# Pups and Pubs - Brewery Analysis With SQL, Python, and Tableau

![IMG_0182.jpeg](attachment:ab16bb71-74b8-4b86-b4c1-e7bd1976f70c.jpeg) 

*Image: Cassie at Hazel Park High School tennis courts. Credit: Emma Weintraub*

Name a better combo than dogs, sunny weather, and a cold beverage. That's the goal whenever I'm eager to try out a new brewery with my friends and family. Our dog Cassie loves to come on trips with us, and exploring new breweries is no exception. In Michigan, it's an easy task finding something new to try as breweries have rapidly opened up in the Great Lakes State. While there's never a shortage of breweries to experience, finding dog-friendly breweries is not always as simple. In this project, we'll explore a database full of brewery data to see what insights we can extract. At the end, we'll introduce a second data source to help us locate dog-friendly breweries in Michigan. We'll finish the project by building an interactive map of our dog-friendly breweries.

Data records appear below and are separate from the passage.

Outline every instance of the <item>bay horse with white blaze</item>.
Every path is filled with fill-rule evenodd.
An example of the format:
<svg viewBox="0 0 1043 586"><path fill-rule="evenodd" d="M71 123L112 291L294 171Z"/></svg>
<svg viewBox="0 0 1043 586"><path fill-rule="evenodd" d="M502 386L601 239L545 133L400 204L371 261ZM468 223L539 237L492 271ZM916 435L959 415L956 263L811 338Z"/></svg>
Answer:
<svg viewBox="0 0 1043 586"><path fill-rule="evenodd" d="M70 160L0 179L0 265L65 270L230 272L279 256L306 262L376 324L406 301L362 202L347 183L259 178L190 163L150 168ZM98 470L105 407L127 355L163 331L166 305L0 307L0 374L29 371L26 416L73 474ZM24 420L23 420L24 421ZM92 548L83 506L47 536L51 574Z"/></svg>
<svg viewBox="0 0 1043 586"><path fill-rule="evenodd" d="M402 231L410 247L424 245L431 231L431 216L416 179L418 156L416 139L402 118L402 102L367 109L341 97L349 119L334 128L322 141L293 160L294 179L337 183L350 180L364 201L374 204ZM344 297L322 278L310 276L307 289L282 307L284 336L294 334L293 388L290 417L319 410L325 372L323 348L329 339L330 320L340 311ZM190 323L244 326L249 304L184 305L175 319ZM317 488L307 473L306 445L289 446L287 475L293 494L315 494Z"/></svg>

We'll begin by investigating the database provided by Open Brewery DB. It includes a rich community-driven free dataset of breweries globally. We will populate this data into a new table `breweries` with columns as highlighted below:  

#### `breweries`

| column               | type         | description               |
|----------------------|------------------------------------------|----------------------------------|
| `brewery_id`         | text         | unique brewery id         |
| `brewery_name`       | text         | name of brewery                   |
| `brewery_type`       | text         | type of brewery (brewpub, micro, etc.)  |
| `address_1`          | text         | building address         |
| `address_2`          | text         | alternative address          |
| `address_3`          | text         | alternative address     |
| `city`               | text         | city of brewery  |
| `state_province`     | text         | state or province of brewery  |
| `postal_code`        | text         | postal code of brewery |
| `country`            | text         | country of brewery |
| `phone`              | text         | phone number of brewery |
| `website_url`        | text         | website of brewery |
| `longitude`          | numeric      | longitude coordinates |
| `latitude`           | numeric      | latitude coordinates |

We'll use python libraries `pandas`, `psycopg2`, and `sqlalchemy` to retrieve our breweries data from Open Brewery DB's GitHub repository (3) and populate our new `breweries` table.

In [1]:
import pandas as pd
import psycopg2 as pg2
from sqlalchemy import create_engine

In [3]:
conn = pg2.connect(database=database, user=user,password=password)
cur = conn.cursor()

engine = create_engine(engine_string)

url = ('https://raw.githubusercontent.com/openbrewerydb/openbrewerydb/master/breweries.csv')
df = pd.read_csv(url)

df.to_sql('breweries',con=engine, if_exists='replace')

206

Let's begin by getting a sample of 5 breweries from our `breweries` table to make sure the data was successfully loaded. We'll then observe the samples to get an idea of what our data looks like.

In [7]:
%%sql

-- Get the first 5 rows from the breweries table
SELECT *
FROM breweries
LIMIT 5

index,id,name,brewery_type,address_1,address_2,address_3,city,state_province,postal_code,country,phone,website_url,longitude,latitude
0,5128df48-79fc-4f0f-8b52-d06be54d0cec,(405) Brewing Co,micro,1716 Topeka St,,,Norman,Oklahoma,73069-8224,United States,4058160490,http://www.405brewing.com,-97.46818222,35.25738891
1,9c5a66c8-cc13-416f-a5d9-0a769c87d318,(512) Brewing Co,micro,407 Radam Ln Ste F200,,,Austin,Texas,78745-1197,United States,5129211545,http://www.512brewing.com,,
2,ef970757-fe42-416f-931d-722451f1f59c,10 Barrel Brewing Co,large,1501 E St,,,San Diego,California,92101-6618,United States,6195782311,http://10barrel.com,-117.129593,32.714813
3,6d14b220-8926-4521-8d19-b98a2d6ec3db,10 Barrel Brewing Co,large,62970 18th St,,,Bend,Oregon,97701-9847,United States,5415851007,http://www.10barrel.com,-121.281706,44.08683531
4,e2e78bd8-80ff-4a61-a65c-3bfbd9d76ce2,10 Barrel Brewing Co,large,1135 NW Galveston Ave Ste B,,,Bend,Oregon,97703-2465,United States,5415851007,,-121.3288021,44.0575649


Looks like our python script loaded the data into our PostgreSQL database successfully! We can see all columns present as well as 5 sample data points. We can also see that there's null values in our dataset, but that's ok! When creating a new table, we can designate which columns we absolutely will not allow null values. Before loading the data into PostgreSQL, I wrote a query to make sure a table was generated with no null values allowed for `brewery_id` (primary key), `brewery_name`, `city`, `state_province`, and `country`. These will be the primary values we'll need. Now, we're ready to explore our data!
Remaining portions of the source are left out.